Nathalie Gendreau. Avec ce septième roman, “L’Ange de Dalkey Island“, vous  flirtez avec le conte philosophique. Est-ce volontaire  ?

Alain Teulié. Oui, c’est à la fois un roman et un conte sur la magie de la vie, sur la synchronicité, sur la mort et la vie, l’au-delà et l’absence, l’amour et la transmission. Plus j’avance en âge, plus je trouve que la vie est miraculeuse. J’aime l’enfance, j’ai commencé l’écriture par un conte pour enfants, “Les bâilleuses” (2002). Ma mère m’a lu beaucoup de livres, et notamment des contes, chaque fois que j’étais malade, et je l’étais souvent. Cela a cultivé mon imagination. Je crois que ma seule chance dans ce monde, c’est l’imaginaire. C’est un cadeau incroyable. Cela m’a servi à écrire des livres et des pièces de théâtre, et parfois même à me sortir de situations que je croyais inextricables. J’ai adoré écrire ce livre, c’est mon préféré. Je l’ai dédié à ma mère. On oublie d’où vient l’idée d’un roman, mais je désirais faire le portrait d’une jeune fille d’aujourd’hui, différente et solitaire, car j’aime la solitude, et qui avait de la poésie en elle.

 

N. G. Dans un précédent roman “Pensées d’un père pour la fille qu’il n’a pas eue“, vous donnez des conseils à une fille imaginaire. Êtes-vous devenu le père que vous n’avez pas été en créant le personnage de Molly ?

A. T. Il y a un lien, forcément. J’avoue que j’aurais bien aimé avoir une fille qui aurait 18 ou 20 ans, pour lui transmettre quelque chose. J’ai été au bout de cette transmission avec ce livre. J’ai plus de 55 ans. C’est un âge où l’on a envie de transmettre. À travers moi, ce père décédé essaie de transmettre la paix à Molly. C’est bien cette paix intérieure que devraient transmettre les parents afin que leurs enfants s’aiment eux-mêmes pour pouvoir semer de belles choses et les faire pousser plus tard. Ce père est exactement celui que j’aurais pu essayer d’être. Mais j’aurais été certainement moins intelligent que le personnage, parce que trop inquiet. Et peut-être suis-je triste de ne pas être parent, parce que je n’aurais pas cette dignité de pouvoir laisser la place. Je n’ai peut-être pas eu cette humilité de créer un être pour ensuite lui laisser la place.

 

N. G. Pourquoi avoir choisi une Molly adolescente ?
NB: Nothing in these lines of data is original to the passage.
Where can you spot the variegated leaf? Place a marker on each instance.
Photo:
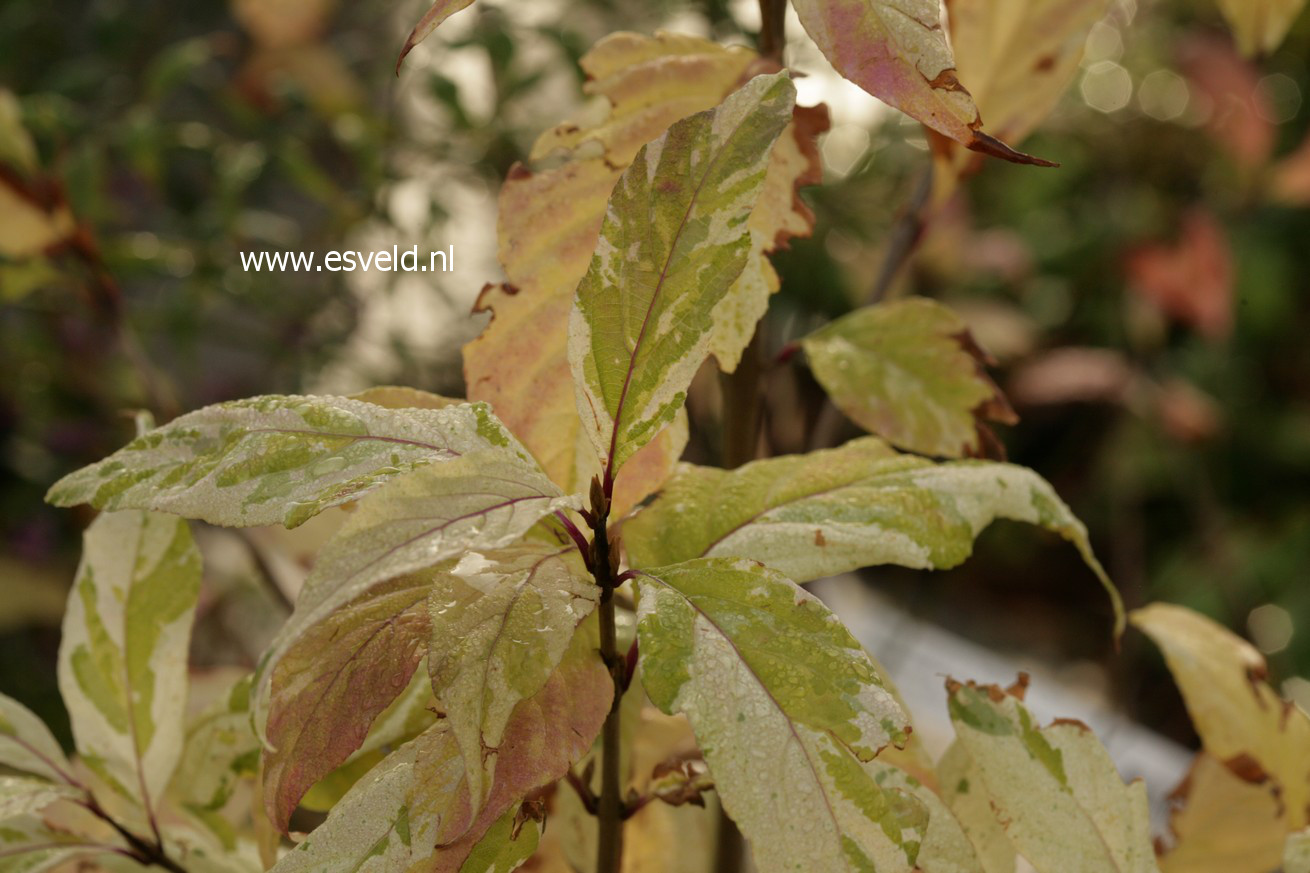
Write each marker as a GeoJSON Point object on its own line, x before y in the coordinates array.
{"type": "Point", "coordinates": [1053, 789]}
{"type": "Point", "coordinates": [28, 746]}
{"type": "Point", "coordinates": [501, 623]}
{"type": "Point", "coordinates": [785, 707]}
{"type": "Point", "coordinates": [332, 682]}
{"type": "Point", "coordinates": [123, 654]}
{"type": "Point", "coordinates": [411, 813]}
{"type": "Point", "coordinates": [506, 847]}
{"type": "Point", "coordinates": [1260, 25]}
{"type": "Point", "coordinates": [964, 793]}
{"type": "Point", "coordinates": [673, 241]}
{"type": "Point", "coordinates": [30, 844]}
{"type": "Point", "coordinates": [1241, 720]}
{"type": "Point", "coordinates": [220, 754]}
{"type": "Point", "coordinates": [1296, 856]}
{"type": "Point", "coordinates": [360, 623]}
{"type": "Point", "coordinates": [911, 372]}
{"type": "Point", "coordinates": [836, 510]}
{"type": "Point", "coordinates": [277, 459]}
{"type": "Point", "coordinates": [1017, 59]}
{"type": "Point", "coordinates": [896, 51]}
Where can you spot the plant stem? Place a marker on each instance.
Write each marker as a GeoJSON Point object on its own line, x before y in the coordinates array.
{"type": "Point", "coordinates": [609, 809]}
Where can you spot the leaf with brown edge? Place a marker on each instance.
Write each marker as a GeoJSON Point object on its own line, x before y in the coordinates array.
{"type": "Point", "coordinates": [1017, 60]}
{"type": "Point", "coordinates": [548, 230]}
{"type": "Point", "coordinates": [1221, 823]}
{"type": "Point", "coordinates": [411, 812]}
{"type": "Point", "coordinates": [334, 680]}
{"type": "Point", "coordinates": [911, 372]}
{"type": "Point", "coordinates": [431, 20]}
{"type": "Point", "coordinates": [1241, 720]}
{"type": "Point", "coordinates": [896, 51]}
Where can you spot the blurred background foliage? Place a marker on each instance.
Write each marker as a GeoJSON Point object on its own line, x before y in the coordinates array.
{"type": "Point", "coordinates": [1146, 303]}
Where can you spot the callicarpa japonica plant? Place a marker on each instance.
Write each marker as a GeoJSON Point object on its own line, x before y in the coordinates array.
{"type": "Point", "coordinates": [536, 640]}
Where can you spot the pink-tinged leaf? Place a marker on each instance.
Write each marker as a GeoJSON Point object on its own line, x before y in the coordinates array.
{"type": "Point", "coordinates": [334, 680]}
{"type": "Point", "coordinates": [413, 813]}
{"type": "Point", "coordinates": [896, 51]}
{"type": "Point", "coordinates": [1191, 279]}
{"type": "Point", "coordinates": [431, 20]}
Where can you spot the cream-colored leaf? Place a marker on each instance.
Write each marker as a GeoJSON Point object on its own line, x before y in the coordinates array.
{"type": "Point", "coordinates": [1260, 25]}
{"type": "Point", "coordinates": [123, 654]}
{"type": "Point", "coordinates": [1222, 825]}
{"type": "Point", "coordinates": [1053, 789]}
{"type": "Point", "coordinates": [841, 509]}
{"type": "Point", "coordinates": [502, 619]}
{"type": "Point", "coordinates": [1017, 58]}
{"type": "Point", "coordinates": [896, 50]}
{"type": "Point", "coordinates": [673, 240]}
{"type": "Point", "coordinates": [911, 372]}
{"type": "Point", "coordinates": [278, 459]}
{"type": "Point", "coordinates": [785, 707]}
{"type": "Point", "coordinates": [28, 746]}
{"type": "Point", "coordinates": [1241, 720]}
{"type": "Point", "coordinates": [963, 791]}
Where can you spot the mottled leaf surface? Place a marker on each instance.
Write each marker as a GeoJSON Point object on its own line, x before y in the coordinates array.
{"type": "Point", "coordinates": [549, 223]}
{"type": "Point", "coordinates": [896, 51]}
{"type": "Point", "coordinates": [909, 372]}
{"type": "Point", "coordinates": [28, 746]}
{"type": "Point", "coordinates": [1241, 720]}
{"type": "Point", "coordinates": [277, 459]}
{"type": "Point", "coordinates": [673, 241]}
{"type": "Point", "coordinates": [338, 674]}
{"type": "Point", "coordinates": [411, 813]}
{"type": "Point", "coordinates": [1260, 25]}
{"type": "Point", "coordinates": [1053, 789]}
{"type": "Point", "coordinates": [785, 707]}
{"type": "Point", "coordinates": [501, 623]}
{"type": "Point", "coordinates": [123, 654]}
{"type": "Point", "coordinates": [836, 510]}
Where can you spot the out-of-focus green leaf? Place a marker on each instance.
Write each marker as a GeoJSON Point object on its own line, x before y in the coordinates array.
{"type": "Point", "coordinates": [1053, 789]}
{"type": "Point", "coordinates": [277, 459]}
{"type": "Point", "coordinates": [909, 372]}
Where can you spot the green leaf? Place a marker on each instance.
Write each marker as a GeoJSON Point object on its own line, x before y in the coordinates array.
{"type": "Point", "coordinates": [413, 810]}
{"type": "Point", "coordinates": [501, 623]}
{"type": "Point", "coordinates": [673, 241]}
{"type": "Point", "coordinates": [909, 372]}
{"type": "Point", "coordinates": [277, 459]}
{"type": "Point", "coordinates": [963, 791]}
{"type": "Point", "coordinates": [1053, 789]}
{"type": "Point", "coordinates": [1296, 856]}
{"type": "Point", "coordinates": [330, 683]}
{"type": "Point", "coordinates": [123, 654]}
{"type": "Point", "coordinates": [785, 707]}
{"type": "Point", "coordinates": [28, 844]}
{"type": "Point", "coordinates": [28, 746]}
{"type": "Point", "coordinates": [836, 510]}
{"type": "Point", "coordinates": [503, 851]}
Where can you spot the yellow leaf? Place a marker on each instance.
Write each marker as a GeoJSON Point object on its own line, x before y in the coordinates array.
{"type": "Point", "coordinates": [1222, 825]}
{"type": "Point", "coordinates": [1243, 724]}
{"type": "Point", "coordinates": [1017, 58]}
{"type": "Point", "coordinates": [1260, 25]}
{"type": "Point", "coordinates": [550, 222]}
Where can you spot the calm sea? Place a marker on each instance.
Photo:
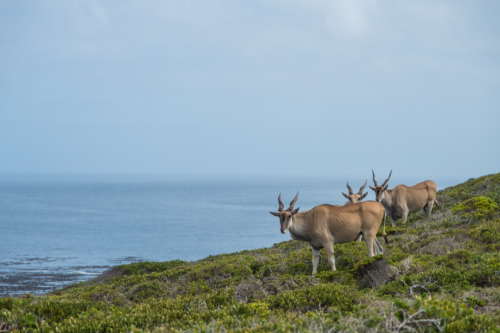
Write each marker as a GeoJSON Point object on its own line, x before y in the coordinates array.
{"type": "Point", "coordinates": [56, 231]}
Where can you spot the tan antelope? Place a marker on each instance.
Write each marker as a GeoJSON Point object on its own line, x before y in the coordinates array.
{"type": "Point", "coordinates": [355, 198]}
{"type": "Point", "coordinates": [403, 199]}
{"type": "Point", "coordinates": [326, 225]}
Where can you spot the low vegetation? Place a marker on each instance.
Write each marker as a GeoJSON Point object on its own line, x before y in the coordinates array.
{"type": "Point", "coordinates": [444, 277]}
 A. T. Je souhaitais parler aussi de l’adolescence. C’est un moment de grâce où l’on est traversé par des courants d’une violence inouïe. L’ado n’est plus qu’une fenêtre qui s’ouvre. C’est ce qui se passe pour Molly. Elle n’est plus qu’une grande fenêtre ouverte sur les miracles. L’adolescence est ce qu’il y a de plus dur et de plus beau. On ne s’en remet jamais vraiment. J’avoue qu’en devenant écrivain, on garde cette adolescence en soi. Je suis une Molly en puissance, toujours émerveillé.

 

N. G. Votre roman parle d’anges et de miracles. Quel est votre sentiment réel sur la question  ?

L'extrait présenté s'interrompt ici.